初雁の頃の伊豆沼のマガンの「雁が音」を聞きにユルポタしてみた。
小夜中と 夜は更けぬらし 雁が音の 聞こゆる空に 月わたる見ゆ
春を告げる鳥は鶯ですが、
天高く月が輝く中秋の名月の頃に、秋告げ鳥としてV字編隊の「雁行」をなして飛来する、古今和歌集の頃から日本人に特に印象深かった渡り鳥が雁ですが、
昨年暮れ前の11月。
宮城県栗原市と登米市にまたがり、日本の音風景100選にも選ばれている、雁列(がんれつ)をなして一斉に飛び立つ伊豆沼のマガンの羽音と鳴き声を聞きに、愛車のCITY-Xで、伊豆沼周辺をユルポタしてみた時の動画から。
初めての伊豆沼で撮影ポイントもよくわからずiPhone SEで撮影したものをつないだものですが、
早朝、まだ薄暗い日の出前の5時39分過ぎにはちらほらとマガンが飛び立ち始め
2018年11月5日の日の出は6時6分。
日の出と前後して近隣の田んぼの餌場を求めてマガンがあちこちから一斉に飛び立ちました。
雁はその名のごとく「グヮングヮン」とか「カリカリ」と心に染透るように鳴くからという説がありますが、実際聞いてみると「ウ〜〜〜ん。どうかな〜〜?」とう感じもありますが、
今回初めて、日本のマガンの8〜9割が飛来する伊豆沼に行ってみて、マガンって、寝ぐらの沼で多くの雁が、一晩中、あちこちで甲高い声で鳴いているのですが、一晩中鳴いてる寝ぐらでの声は、確かに「カリカリ」と聞こえなくもなく
その整然と空を渡る姿は「天つ雁」として神々しささえ感じさせますね〜〜。
宿泊したのは、伊豆沼のマガンや白鳥ウォッチにはうってつけの伊豆沼のほとりの高台に立つ伊豆沼交流センター(伊豆沼ウエットランド交流館)で、建物や駐車スペースから、伊豆沼全体や、朝の飛び立ちや寝ぐら入りするマガンの群れが見渡せます。

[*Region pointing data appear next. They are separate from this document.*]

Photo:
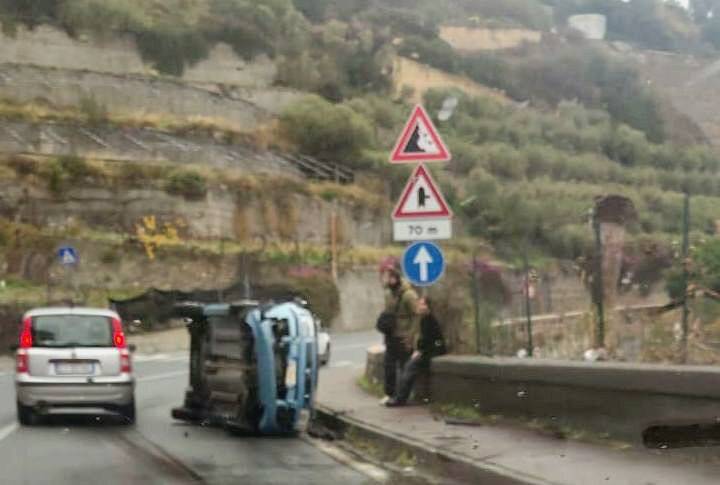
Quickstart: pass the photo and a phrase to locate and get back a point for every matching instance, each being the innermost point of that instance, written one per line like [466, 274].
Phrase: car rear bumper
[44, 394]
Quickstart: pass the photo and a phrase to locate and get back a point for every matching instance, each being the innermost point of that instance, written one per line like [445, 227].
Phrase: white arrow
[423, 258]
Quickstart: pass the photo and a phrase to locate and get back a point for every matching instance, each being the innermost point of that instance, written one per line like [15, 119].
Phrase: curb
[443, 463]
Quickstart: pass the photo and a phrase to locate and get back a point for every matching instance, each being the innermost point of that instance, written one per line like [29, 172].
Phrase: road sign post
[419, 141]
[422, 212]
[423, 263]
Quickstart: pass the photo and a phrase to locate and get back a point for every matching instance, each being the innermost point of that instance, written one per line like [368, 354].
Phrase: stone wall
[361, 299]
[622, 400]
[124, 94]
[104, 142]
[218, 215]
[471, 39]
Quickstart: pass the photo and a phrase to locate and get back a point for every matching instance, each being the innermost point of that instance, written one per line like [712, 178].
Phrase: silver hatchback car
[73, 360]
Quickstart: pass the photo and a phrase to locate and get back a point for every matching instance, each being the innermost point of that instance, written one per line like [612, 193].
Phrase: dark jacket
[431, 342]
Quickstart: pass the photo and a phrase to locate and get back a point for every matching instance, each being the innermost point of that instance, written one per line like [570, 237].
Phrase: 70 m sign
[422, 229]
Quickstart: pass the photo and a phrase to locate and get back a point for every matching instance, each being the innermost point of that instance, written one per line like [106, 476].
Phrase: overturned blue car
[253, 366]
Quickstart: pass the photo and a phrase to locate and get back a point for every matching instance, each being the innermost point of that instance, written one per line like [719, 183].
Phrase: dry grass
[218, 128]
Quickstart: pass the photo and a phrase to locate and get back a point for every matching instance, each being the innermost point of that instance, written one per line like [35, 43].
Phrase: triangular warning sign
[419, 141]
[421, 198]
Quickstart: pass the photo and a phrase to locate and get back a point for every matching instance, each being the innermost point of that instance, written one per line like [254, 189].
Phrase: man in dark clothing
[430, 344]
[401, 304]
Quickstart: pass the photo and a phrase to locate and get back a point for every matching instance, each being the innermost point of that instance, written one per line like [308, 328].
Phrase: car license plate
[74, 368]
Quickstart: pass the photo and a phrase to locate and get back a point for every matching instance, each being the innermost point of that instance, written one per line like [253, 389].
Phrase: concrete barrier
[622, 400]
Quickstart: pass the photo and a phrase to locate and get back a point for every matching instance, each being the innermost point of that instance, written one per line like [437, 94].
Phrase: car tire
[26, 415]
[128, 412]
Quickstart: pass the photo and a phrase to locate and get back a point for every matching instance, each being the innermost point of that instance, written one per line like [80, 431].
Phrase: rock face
[220, 215]
[592, 26]
[47, 64]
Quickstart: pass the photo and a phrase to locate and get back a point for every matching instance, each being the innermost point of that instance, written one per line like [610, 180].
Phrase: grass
[92, 113]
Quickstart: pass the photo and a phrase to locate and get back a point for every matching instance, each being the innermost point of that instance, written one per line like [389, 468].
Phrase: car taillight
[26, 334]
[21, 361]
[118, 335]
[125, 364]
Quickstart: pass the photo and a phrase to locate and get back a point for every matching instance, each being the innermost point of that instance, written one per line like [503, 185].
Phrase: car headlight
[291, 374]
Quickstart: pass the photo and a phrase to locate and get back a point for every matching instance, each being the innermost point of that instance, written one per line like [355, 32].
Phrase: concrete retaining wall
[218, 215]
[622, 400]
[51, 47]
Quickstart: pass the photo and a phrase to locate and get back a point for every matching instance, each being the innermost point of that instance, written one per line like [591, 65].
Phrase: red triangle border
[444, 213]
[398, 156]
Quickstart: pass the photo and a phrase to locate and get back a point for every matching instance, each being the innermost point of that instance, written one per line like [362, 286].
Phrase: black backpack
[387, 321]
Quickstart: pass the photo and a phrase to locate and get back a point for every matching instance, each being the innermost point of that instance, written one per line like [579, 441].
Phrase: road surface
[158, 450]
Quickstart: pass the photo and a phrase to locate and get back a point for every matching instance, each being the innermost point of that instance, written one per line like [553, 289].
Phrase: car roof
[103, 312]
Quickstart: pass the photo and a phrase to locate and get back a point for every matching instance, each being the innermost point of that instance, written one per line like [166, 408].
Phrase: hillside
[546, 121]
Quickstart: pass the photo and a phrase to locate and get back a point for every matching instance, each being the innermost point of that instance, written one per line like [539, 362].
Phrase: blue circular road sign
[68, 256]
[423, 263]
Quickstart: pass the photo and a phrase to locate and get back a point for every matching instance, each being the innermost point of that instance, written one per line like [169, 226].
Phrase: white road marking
[353, 346]
[160, 358]
[166, 375]
[371, 471]
[8, 430]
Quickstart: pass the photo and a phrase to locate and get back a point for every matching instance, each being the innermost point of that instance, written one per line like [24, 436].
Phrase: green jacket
[408, 321]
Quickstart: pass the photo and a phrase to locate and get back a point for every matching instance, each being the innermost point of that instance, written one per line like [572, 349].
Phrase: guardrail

ところで、宿で出会った伊豆沼に10年程通われている方の話だと、
マガンの一斉飛翔は、
冬場より、マガンが飛来したばかりの時期の方が一斉に飛び立つんだそうで、冬場は家族単位でのまばらな飛立ちも多くなるそうな。
しかも、近年は一斉飛立ちの時期が年々早まっているとの情報が。
これはどういうことなんだろうと? 私なりに考えてみると、マガンの食糧事情によるものではないのかなと。
狩猟などにより一時は絶滅まで危惧され、激減したマガンですが、
近年では、伊豆沼のマガンの飛来数は増加の一途をたどり、
https://www.jstage.jst.go.jp/article/jjo/60/1/60_1_52/_pdf
今年はついに、宮城県内のガン類の飛来数は24万羽を突破。
マガンの餌になるのは、コメの収穫後の落ち籾や、コメの転作で増えた落ち大豆と、麦の若葉や若芽だそうで、
コメ収穫後の落ち籾は、コメの刈り取り方法が、バインダーから落ち籾率が高いコンバインに変わることで餌が増えたことと、警戒心の非常に強いマガンにとって、伊豆沼という安全なねぐらが近くにあったことで、伊豆沼のマガンは急増したようですが
とはいえ、落ち籾や、落ち大豆も無尽蔵ではなく、収穫後の落ち籾は1ヘクタールあたり65kg、落ち大豆は1ヘクタールあたり360kgぐらいの量だそうですが、マガンの1日の食糧が1日あたり100gとすると、1万羽で必要な食糧は1日で1トン。
20万羽だと1日で20トンの餌が必要で、農地面積にすると1万羽で1日15ヘクタール。20万羽だと1日で360ヘクタールの面積の田んぼの落ち籾が必要で、上の表で引用した宮城県北部でのマガンの食糧資源量が2,500トンとすると1日、20トンの餌が必要だとすると、4ヶ月ちょいで食い尽くしてしまう量で、現在、伊豆沼に来ているマガンが越冬に必要な量とほぼ同じ規模で、そろそろ、伊豆沼で越冬できるマガンの許容量は、限界に等しいのかな???
高い山脈があると、時には高度9000mの上空にまで舞い上がり、数千キロも旅するマガンにとって、旅立ち前に十分なエネルギーを蓄えられないと、その後の渡りは命取りにもなりかねず、また、1箇所に大量の鳥が集まるのは病気の大発生にもつながりかねず、本来は、あまり好ましいことではないとは思いますが(といっても、他に越冬できる場所が日本にあまりない現状では仕方ないのでしょうが)
ということで、あくまで私の勝手な想像ですが、
マガンの餌場という観点で見ると、マガンが飛来した当初は近所の田んぼに飛んでけば餌が取れたのが、だんだん遠くの田んぼまで飛んでいかないと餌が取れなくなり、落ち籾が少なくなると、コメの収穫の後から始まる転々と存在する大豆畑(下の写真で緑色の水田の中にある茶色いマス目が大豆だったり麦畑だったりします)に餌場が変わり、
飛んでく方向と、餌場が広範囲に分散するので、
冬場より、マガンが飛来したばかりの時期の方がマガンの一斉飛び立ちは起こりやすい
というのは、あながち本当なのかもしれませんね〜〜?
と勝手な想像をしてみましたが、
望遠のないサイクルナビゲーションがわりのiPhone SEしか持っていかなかったので、朝焼けや夕焼けの中の圧巻の伊豆沼のマガンの旅立ちは写せませんでしたが、
隣の長沼には
手作り感覚の『長沼温泉ヴィーナスの湯』もあり、のんびりゆったり長閑かな田舎の田園風景のなかをユルポタしてまいりました。